Zoom in: There’s an inherent tradeoff in batteries between how fast power can flow in and out of the device, and the amount of energy it can store.
- The thicker the anodes and electrodes in a battery, the more lithium ions it can hold and the more energy it can store. But that also means the ions have to travel farther and wiggle their way through more material —which is harder and takes longer — when the battery charges and discharges.
- The tradeoff is apparent in electric cars that strike a balance between their range and their charge time.
- The impact: Batteries with more energy density can give battery makers a choice they don’t have with conventional lithium-ion batteries. They can keep roughly the same battery size with a greater range, or shrink the battery and drop the cost.
What’s happening: The name of the game then is creating energy-dense batteries — typically with lithium metal anodes, but not necessarily — that can push the limits of cost and distance.
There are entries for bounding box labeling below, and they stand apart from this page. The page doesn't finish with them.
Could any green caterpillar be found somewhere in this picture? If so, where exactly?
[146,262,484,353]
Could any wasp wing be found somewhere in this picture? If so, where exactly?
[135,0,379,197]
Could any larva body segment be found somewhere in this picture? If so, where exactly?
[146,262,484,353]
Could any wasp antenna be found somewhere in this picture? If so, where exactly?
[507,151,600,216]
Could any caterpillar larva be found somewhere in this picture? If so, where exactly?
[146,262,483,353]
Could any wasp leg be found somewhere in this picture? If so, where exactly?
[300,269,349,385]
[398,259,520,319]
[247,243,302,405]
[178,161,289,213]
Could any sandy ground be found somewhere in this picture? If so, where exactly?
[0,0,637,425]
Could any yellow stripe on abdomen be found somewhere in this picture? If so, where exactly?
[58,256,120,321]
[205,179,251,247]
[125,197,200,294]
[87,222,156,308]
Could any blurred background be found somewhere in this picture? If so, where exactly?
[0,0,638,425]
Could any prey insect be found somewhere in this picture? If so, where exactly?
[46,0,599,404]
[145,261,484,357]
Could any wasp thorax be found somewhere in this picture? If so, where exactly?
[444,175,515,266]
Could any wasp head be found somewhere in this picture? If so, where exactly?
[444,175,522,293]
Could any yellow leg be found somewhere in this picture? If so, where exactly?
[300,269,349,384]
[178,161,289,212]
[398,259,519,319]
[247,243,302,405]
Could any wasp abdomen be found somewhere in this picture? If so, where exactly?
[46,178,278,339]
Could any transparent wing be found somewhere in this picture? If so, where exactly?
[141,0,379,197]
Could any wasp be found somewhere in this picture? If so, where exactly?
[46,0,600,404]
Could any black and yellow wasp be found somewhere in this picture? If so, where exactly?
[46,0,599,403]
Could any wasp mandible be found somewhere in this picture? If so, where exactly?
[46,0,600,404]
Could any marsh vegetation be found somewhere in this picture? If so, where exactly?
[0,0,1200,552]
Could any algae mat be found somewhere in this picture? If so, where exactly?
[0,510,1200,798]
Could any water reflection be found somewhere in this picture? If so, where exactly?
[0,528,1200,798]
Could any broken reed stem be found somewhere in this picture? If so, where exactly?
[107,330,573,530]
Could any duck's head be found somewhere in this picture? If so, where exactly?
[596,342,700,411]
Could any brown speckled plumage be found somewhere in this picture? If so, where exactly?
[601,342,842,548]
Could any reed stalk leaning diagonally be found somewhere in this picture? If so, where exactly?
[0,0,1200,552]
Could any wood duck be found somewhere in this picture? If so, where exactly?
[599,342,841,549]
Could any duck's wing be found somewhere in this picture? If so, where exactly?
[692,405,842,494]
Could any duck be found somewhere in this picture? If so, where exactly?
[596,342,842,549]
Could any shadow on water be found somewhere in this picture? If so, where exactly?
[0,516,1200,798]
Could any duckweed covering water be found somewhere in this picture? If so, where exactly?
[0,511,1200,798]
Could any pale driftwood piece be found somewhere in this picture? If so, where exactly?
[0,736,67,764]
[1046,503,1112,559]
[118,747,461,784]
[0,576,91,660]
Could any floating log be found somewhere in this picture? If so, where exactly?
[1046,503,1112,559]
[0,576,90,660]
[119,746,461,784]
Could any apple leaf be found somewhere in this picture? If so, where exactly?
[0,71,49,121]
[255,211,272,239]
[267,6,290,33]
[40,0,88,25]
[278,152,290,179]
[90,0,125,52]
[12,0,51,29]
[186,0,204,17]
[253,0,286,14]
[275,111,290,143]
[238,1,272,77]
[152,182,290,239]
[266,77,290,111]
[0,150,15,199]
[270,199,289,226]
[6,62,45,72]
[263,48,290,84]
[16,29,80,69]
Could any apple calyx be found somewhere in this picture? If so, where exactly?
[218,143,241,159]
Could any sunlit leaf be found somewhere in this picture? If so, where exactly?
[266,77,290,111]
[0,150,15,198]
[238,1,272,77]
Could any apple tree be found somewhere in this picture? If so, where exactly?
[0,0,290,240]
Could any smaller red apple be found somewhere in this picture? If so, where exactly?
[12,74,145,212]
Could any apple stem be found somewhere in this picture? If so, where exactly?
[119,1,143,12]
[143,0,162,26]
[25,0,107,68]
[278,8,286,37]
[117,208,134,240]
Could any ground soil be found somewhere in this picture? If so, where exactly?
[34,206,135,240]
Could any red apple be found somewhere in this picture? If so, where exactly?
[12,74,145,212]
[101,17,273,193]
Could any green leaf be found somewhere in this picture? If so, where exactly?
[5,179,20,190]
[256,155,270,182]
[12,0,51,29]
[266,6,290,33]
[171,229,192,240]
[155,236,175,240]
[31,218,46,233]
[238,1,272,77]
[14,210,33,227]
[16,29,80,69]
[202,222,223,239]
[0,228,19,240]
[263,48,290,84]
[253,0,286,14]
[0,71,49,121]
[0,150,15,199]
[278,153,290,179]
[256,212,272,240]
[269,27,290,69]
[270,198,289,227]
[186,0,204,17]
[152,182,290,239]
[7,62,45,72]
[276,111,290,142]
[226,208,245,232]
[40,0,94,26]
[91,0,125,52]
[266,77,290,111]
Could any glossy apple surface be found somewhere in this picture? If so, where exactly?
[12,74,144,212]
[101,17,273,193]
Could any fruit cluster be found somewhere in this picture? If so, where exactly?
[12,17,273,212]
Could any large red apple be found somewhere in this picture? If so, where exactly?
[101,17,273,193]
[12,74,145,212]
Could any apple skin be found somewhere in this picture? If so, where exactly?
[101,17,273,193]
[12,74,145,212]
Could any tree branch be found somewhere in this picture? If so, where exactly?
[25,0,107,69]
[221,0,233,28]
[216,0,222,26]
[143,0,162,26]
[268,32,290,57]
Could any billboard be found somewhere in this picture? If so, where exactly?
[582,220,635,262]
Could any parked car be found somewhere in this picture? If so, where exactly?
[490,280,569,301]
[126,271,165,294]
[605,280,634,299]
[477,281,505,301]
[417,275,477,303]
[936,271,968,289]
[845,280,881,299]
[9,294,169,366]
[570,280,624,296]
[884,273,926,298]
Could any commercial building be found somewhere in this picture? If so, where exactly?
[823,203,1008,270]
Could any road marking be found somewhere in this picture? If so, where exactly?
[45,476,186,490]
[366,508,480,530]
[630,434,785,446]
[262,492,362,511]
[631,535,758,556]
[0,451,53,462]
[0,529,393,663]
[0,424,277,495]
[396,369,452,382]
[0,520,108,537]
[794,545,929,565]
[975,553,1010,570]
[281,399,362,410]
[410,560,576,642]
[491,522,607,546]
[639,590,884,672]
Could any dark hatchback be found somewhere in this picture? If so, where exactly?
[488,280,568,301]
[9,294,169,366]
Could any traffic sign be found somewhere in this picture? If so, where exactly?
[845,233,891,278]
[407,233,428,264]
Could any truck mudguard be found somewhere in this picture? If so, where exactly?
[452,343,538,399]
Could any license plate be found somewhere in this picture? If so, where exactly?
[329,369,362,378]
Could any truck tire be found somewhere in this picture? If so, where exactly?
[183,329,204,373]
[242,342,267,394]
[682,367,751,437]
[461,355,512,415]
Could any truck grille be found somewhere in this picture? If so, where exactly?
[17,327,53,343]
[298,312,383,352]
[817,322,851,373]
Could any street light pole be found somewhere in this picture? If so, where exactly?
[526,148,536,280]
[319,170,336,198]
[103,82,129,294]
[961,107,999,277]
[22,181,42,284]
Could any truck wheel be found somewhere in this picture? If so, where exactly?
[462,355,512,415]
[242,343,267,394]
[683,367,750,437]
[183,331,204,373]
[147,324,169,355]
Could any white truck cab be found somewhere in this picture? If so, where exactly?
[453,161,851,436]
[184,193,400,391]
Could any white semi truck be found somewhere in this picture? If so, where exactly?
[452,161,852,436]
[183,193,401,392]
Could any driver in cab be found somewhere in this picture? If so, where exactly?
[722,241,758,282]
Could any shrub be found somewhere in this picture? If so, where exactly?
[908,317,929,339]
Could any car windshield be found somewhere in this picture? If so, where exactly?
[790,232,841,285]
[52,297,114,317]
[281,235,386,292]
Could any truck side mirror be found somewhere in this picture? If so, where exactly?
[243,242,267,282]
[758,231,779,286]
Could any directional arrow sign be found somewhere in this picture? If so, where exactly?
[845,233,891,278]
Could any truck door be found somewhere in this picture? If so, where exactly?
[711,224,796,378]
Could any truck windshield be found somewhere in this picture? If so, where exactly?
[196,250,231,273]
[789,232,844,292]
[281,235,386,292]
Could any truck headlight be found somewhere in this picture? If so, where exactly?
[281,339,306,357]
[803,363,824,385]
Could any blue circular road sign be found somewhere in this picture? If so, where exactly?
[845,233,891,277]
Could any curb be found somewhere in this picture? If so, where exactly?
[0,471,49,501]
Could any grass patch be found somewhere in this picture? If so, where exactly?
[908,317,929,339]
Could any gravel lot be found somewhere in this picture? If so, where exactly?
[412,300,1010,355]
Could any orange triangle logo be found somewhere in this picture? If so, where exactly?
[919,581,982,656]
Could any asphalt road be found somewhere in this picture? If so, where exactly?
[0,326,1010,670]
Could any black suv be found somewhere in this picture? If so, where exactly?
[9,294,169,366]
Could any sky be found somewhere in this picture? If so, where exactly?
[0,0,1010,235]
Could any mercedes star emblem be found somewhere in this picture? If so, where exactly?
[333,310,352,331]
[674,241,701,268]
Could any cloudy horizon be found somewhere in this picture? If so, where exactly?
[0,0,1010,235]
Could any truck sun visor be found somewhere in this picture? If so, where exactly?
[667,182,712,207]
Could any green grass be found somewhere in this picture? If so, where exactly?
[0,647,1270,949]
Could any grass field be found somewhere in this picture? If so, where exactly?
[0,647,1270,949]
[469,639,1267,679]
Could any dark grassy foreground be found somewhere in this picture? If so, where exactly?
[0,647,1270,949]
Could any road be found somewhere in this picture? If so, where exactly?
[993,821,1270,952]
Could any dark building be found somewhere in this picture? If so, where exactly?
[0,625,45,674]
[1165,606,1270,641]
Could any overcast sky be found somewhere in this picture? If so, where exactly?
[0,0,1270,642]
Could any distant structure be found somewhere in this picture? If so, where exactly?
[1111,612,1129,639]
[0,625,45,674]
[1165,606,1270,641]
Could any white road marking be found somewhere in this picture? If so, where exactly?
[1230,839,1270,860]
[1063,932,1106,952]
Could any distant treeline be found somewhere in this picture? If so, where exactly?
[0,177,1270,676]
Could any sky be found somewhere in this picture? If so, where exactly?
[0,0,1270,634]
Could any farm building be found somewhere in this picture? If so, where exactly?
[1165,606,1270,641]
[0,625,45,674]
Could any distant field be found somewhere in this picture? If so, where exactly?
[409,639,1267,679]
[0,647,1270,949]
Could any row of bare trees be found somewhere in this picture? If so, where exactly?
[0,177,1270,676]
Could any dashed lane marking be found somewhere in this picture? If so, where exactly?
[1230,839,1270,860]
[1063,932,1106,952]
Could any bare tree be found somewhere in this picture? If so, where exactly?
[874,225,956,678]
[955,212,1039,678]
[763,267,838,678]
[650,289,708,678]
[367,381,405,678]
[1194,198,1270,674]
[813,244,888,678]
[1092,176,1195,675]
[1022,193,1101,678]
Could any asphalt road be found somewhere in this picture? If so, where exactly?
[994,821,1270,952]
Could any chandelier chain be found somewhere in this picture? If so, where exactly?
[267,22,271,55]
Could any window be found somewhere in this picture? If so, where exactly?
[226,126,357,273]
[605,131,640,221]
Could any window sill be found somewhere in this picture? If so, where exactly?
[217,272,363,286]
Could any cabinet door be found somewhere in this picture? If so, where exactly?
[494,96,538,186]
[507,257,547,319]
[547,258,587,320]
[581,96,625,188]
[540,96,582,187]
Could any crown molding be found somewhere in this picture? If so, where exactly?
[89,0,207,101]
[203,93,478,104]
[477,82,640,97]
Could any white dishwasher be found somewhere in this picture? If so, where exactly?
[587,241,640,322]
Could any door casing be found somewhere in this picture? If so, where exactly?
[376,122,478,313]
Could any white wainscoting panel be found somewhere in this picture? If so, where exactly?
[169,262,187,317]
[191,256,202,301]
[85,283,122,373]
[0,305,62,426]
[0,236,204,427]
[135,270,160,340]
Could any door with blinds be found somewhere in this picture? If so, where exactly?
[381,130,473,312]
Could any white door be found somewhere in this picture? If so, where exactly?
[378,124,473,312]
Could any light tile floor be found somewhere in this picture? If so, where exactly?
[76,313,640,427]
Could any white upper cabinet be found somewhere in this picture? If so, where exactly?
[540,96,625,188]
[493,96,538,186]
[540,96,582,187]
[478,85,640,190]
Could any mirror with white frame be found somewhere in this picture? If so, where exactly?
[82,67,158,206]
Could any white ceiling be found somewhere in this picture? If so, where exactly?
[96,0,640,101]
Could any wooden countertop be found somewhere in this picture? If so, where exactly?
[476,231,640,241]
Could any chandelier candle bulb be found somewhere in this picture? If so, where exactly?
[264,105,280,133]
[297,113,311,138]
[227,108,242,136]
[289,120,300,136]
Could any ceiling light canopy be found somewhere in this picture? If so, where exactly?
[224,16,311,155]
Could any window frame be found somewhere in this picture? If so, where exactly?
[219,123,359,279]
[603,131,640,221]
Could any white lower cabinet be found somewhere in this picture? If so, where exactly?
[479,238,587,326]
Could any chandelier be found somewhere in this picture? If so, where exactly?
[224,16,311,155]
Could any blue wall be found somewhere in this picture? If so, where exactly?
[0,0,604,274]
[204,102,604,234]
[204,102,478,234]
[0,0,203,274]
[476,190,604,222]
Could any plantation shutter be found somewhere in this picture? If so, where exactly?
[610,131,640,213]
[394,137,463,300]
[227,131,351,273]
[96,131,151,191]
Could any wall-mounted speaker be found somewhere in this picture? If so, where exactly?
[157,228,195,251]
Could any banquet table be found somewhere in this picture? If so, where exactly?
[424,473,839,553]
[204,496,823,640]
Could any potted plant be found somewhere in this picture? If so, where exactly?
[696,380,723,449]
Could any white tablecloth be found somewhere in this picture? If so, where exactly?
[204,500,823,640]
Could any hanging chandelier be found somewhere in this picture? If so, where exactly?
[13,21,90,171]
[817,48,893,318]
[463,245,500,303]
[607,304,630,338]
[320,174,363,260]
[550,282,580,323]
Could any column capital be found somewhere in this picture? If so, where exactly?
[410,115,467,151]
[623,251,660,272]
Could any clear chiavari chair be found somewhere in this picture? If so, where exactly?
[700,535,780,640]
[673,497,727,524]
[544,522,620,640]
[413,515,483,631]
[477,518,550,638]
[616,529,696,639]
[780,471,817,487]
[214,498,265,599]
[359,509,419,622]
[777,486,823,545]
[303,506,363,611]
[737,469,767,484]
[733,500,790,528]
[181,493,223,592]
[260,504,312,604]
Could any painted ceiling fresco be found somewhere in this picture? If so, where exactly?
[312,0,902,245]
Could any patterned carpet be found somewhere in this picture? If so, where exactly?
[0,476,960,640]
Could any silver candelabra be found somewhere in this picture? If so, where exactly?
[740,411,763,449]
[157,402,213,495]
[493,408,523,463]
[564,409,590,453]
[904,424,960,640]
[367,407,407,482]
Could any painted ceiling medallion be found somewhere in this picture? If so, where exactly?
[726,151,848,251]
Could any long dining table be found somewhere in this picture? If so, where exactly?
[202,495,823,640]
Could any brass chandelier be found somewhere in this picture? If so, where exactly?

Solid-state electrolytes are one path.
- One approach, taken by battery startup QuantumScape as well as researchers at Pacific Northwest National Laboratory and other institutions, is to omit the anode altogether.
- Anode-less batteries require less manufacturing equipment, which potentially lowers the cost of producing them.
- “It really is a big simplification to the manufacturing process that we’re hoping to lean into,” says Tim Holme, co-founder and CTO of QuantumScape. Their approach is to manufacture the battery anode-free, then it forms from lithium on the battery’s first charge.
- The design also gets around using graphite — a common anode material — that is sourced largely from China, which recently said it would be imposing export controls on the material.
Yes, but: Solid-state batteries have some issues scientists are still trying to address.
- A major problem is the ceramics used as solid electrolytes in many batteries are brittle and can crack due to mechanical stress. Those cracks open as the battery charges.
- Microscopic lithium metal formations can grow from the lithium anode into those tiny cracks in the solid electrolyte and short-circuit the battery.
- Battery makers are testing a variety of solutions to block or prevent dendrites — from coatings to innovative designs. QuantumScape’s battery expands and contracts by about 15% to try to minimize that stress.
Another hurdle is the cost of producing solid-state batteries. The raw materials for solid-state batteries, including lithium, are expensive, and the precision and quality control needed to produce them drive the cost up even further.
- Toyota recently said it cleared a major hurdle in its manufacturing process.
What to watch: “Solid-state batteries may be inevitable, but it will take a long time for them to be in mainstream [electric vehicles],” Halle Cheeseman, a program director at ARPA-E, said last year.
- But conventional batteries have a lot of momentum in the market, which is further fueled by innovations that are improving them.
- The market for batteries will be “enormous” and “mind-boggling,” Holme says, adding there will likely be large markets for “all sorts of batteries, solid-state batteries, lithium-ion batteries and a lot of other kinds of batteries as well.”